Covid. Cresce il fronte di chi vuole togliere obbligo mascherine a scuola. Speranza frena: “Valutazioni spettano a comunità scientifica”

“Almeno nell’ultimo mese di lezioni, eliminiamo l’obbligo di mascherina a scuola. Come è possibile che gli studenti debbano indossarla in classe, anche mentre sono seduti distanziati nei banchi, e poi possano girare senza nei centri commerciali al chiuso, nell’ora dello shopping? La Liguria è pronta a portare questa richiesta in Conferenza Stato-Regioni”. A chiederlo è il governatore ligure Giovanni Toti sulla sua pagina social.

“Basta regole stravaganti, fidiamoci degli italiani e dei nostri ragazzi che hanno imparato quando è importante usare i dispositivi di protezione e sono stati spesso più diligenti di tanti adulti – conclude -. Facciamo vincere il buonsenso”.
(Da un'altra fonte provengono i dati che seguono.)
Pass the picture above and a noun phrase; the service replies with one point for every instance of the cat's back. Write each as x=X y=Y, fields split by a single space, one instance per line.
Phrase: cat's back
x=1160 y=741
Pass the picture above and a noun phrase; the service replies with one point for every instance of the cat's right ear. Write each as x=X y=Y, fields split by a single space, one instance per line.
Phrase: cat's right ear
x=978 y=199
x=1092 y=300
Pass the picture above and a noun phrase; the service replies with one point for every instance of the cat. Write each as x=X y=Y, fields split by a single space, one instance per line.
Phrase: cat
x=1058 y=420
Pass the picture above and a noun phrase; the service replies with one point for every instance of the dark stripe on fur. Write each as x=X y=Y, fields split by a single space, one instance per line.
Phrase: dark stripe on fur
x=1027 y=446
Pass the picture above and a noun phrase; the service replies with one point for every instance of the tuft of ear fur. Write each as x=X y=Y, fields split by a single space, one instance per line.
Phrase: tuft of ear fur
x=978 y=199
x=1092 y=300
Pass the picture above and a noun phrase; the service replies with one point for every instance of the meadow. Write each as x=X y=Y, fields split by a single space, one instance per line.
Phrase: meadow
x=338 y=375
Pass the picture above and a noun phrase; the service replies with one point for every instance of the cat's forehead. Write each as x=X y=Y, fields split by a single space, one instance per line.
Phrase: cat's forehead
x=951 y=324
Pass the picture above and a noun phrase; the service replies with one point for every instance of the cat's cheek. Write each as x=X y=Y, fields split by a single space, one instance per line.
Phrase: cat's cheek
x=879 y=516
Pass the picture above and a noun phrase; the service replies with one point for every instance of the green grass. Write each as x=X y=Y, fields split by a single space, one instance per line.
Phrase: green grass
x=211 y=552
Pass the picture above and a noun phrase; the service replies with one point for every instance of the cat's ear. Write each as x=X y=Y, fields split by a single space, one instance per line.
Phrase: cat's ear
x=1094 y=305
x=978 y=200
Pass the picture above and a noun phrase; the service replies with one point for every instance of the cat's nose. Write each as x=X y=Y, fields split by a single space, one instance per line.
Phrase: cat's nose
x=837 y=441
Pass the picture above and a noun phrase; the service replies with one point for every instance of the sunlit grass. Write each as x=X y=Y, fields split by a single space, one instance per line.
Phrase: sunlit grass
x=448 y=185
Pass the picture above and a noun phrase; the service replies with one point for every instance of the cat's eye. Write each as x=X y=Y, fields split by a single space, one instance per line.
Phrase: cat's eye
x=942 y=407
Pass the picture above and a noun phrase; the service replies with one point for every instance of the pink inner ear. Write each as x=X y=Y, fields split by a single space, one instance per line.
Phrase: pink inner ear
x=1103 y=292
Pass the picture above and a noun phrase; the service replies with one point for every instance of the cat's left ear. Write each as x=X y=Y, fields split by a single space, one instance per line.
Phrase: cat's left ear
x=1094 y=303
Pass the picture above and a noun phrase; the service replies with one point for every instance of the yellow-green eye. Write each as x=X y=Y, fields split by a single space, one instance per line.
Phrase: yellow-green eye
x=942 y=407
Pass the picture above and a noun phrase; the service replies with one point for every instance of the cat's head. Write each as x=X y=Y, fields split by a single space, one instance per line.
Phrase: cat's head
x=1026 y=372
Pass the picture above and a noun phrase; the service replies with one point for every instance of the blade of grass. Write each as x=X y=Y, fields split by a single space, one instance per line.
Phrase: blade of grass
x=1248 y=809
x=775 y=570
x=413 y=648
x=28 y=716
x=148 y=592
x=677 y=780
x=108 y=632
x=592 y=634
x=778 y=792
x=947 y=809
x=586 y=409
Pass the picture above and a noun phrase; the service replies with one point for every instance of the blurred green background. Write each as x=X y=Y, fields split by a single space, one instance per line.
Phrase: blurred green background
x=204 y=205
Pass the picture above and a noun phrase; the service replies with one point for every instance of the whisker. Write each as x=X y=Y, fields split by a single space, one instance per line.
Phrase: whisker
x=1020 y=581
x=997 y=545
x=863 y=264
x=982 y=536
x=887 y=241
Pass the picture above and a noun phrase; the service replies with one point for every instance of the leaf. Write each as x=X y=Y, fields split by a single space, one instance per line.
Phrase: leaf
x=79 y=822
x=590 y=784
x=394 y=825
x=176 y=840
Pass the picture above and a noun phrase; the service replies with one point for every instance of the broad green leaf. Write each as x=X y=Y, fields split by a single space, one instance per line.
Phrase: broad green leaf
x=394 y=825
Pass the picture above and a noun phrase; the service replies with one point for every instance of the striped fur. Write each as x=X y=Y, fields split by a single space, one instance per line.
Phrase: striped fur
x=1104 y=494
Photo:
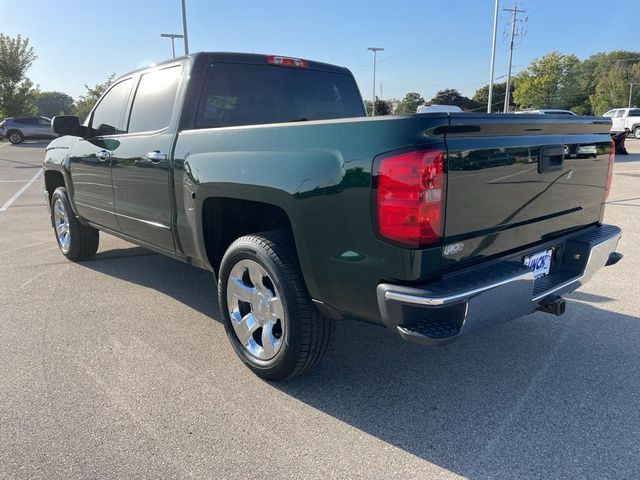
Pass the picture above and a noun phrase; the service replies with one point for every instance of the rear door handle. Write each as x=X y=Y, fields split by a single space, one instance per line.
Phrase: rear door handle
x=103 y=155
x=157 y=156
x=550 y=158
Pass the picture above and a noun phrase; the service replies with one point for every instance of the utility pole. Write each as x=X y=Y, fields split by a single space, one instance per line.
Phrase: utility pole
x=184 y=28
x=173 y=37
x=514 y=12
x=373 y=98
x=493 y=55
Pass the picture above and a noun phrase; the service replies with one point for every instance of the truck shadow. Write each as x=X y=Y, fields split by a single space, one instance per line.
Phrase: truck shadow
x=541 y=397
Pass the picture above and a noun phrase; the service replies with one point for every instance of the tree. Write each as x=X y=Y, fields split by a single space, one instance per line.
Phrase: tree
x=51 y=104
x=17 y=93
x=612 y=90
x=86 y=102
x=549 y=82
x=410 y=103
x=451 y=96
x=589 y=74
x=481 y=97
x=382 y=107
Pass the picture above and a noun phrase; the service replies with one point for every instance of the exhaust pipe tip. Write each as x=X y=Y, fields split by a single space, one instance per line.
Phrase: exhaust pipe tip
x=554 y=304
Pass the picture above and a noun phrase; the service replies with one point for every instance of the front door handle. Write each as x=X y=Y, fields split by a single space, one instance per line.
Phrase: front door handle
x=157 y=156
x=103 y=155
x=551 y=158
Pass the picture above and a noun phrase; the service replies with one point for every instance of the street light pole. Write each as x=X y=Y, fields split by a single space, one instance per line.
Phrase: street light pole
x=507 y=97
x=184 y=28
x=493 y=55
x=172 y=36
x=373 y=98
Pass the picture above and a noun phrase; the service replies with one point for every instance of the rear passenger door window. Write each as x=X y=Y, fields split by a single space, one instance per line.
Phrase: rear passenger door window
x=154 y=99
x=107 y=117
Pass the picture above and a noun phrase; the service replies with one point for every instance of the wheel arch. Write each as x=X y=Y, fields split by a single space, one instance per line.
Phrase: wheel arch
x=226 y=219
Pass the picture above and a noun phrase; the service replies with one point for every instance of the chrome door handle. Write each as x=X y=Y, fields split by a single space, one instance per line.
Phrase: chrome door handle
x=103 y=155
x=157 y=156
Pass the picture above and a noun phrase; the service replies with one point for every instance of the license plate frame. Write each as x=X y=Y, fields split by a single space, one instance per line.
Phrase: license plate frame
x=539 y=263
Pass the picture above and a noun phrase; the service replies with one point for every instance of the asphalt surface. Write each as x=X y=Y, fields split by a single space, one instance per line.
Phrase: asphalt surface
x=119 y=367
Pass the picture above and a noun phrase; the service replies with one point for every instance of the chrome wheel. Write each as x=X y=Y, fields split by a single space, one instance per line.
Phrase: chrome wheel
x=61 y=224
x=256 y=310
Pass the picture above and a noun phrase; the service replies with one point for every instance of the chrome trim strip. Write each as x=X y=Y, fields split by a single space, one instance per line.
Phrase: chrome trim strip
x=417 y=300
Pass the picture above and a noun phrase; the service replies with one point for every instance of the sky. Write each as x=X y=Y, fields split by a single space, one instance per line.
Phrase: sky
x=429 y=44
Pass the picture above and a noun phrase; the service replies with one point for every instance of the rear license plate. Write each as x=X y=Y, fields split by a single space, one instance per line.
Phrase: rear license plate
x=539 y=263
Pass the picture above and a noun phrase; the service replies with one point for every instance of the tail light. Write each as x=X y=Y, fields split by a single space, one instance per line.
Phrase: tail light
x=612 y=158
x=287 y=61
x=410 y=197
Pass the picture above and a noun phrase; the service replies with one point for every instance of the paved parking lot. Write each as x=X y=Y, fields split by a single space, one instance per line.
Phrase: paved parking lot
x=118 y=367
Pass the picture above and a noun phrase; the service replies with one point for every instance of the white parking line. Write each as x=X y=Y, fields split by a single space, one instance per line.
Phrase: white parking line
x=16 y=195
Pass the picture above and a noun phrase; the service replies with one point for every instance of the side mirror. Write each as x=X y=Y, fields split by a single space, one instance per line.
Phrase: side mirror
x=66 y=125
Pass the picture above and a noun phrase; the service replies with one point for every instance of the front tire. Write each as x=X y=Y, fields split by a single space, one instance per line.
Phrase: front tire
x=269 y=317
x=76 y=241
x=15 y=137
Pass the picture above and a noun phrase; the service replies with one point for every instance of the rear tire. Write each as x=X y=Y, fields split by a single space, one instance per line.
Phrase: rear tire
x=264 y=302
x=76 y=241
x=15 y=137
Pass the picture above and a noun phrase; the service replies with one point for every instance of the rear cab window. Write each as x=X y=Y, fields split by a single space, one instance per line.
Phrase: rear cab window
x=107 y=117
x=247 y=94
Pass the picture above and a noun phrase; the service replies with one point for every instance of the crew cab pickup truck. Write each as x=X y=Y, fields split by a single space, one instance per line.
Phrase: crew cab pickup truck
x=266 y=171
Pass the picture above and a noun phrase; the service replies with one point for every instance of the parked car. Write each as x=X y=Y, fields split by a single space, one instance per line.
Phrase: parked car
x=625 y=119
x=548 y=111
x=266 y=171
x=18 y=129
x=438 y=109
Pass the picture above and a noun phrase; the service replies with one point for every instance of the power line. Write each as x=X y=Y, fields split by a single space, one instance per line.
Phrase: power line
x=514 y=11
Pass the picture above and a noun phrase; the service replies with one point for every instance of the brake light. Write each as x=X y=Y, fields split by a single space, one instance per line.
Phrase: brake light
x=612 y=158
x=410 y=197
x=287 y=61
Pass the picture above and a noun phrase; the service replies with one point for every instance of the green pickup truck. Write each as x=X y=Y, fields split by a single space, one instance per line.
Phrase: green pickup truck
x=266 y=171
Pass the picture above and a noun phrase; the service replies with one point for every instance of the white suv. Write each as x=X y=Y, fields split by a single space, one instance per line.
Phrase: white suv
x=625 y=119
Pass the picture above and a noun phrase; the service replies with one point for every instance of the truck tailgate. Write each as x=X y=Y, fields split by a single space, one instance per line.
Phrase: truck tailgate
x=516 y=180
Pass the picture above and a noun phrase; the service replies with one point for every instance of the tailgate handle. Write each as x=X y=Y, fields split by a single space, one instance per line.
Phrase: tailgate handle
x=550 y=158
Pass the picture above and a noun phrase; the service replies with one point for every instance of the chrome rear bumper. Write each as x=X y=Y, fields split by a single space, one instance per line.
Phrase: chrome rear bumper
x=440 y=312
Sulla stessa lunghezza d’onda il sottosegretario all’Istruzione, Rossano Sasso: “Condivido l’appello del presidente della Liguria, Giovanni Toti, a rimuovere l’obbligo di indossare la mascherina nelle aule scolastiche. Una richiesta che mi è arrivata anche da tante famiglie, che ci sollecitano ad adottare una misura di buon senso per l’ultima parte dell’anno scolastico. Come Lega lo stiamo chiedendo da diverse settimane, in considerazione sia del miglioramento dei dati epidemiologici sia della brusca impennata delle temperature, che soprattutto nel Mezzogiorno rende davvero difficile seguire le lezioni: oggi, in diversi centri, siamo abbondantemente oltre i 30 gradi”

“Tra l’altro, è ormai dimostrato che a scuola il rischio di contagio riguarda soprattutto le fasi di entrata e di uscita, non certo quando gli studenti sono seduti ognuno al proprio posto. Si potrebbe lasciare l’obbligo di indossare la mascherina solo quando ci si alza dal banco o si circola nei corridoi. Ci appelliamo – conclude – ancora una volta alle autorità sanitarie affinché i protocolli siano rivisti al più presto: la decisione finale spetta al ministro Speranza, che mi auguro si dimostri più in sintonia con il Paese reale rispetto a quanto fatto finora”.

Ma per ora il Ministro della Salute, Roberto Speranza non si sbilancia: “Sono valutazioni che deve fare la nostra comunità scientifica, non sono mai state scelte politiche”.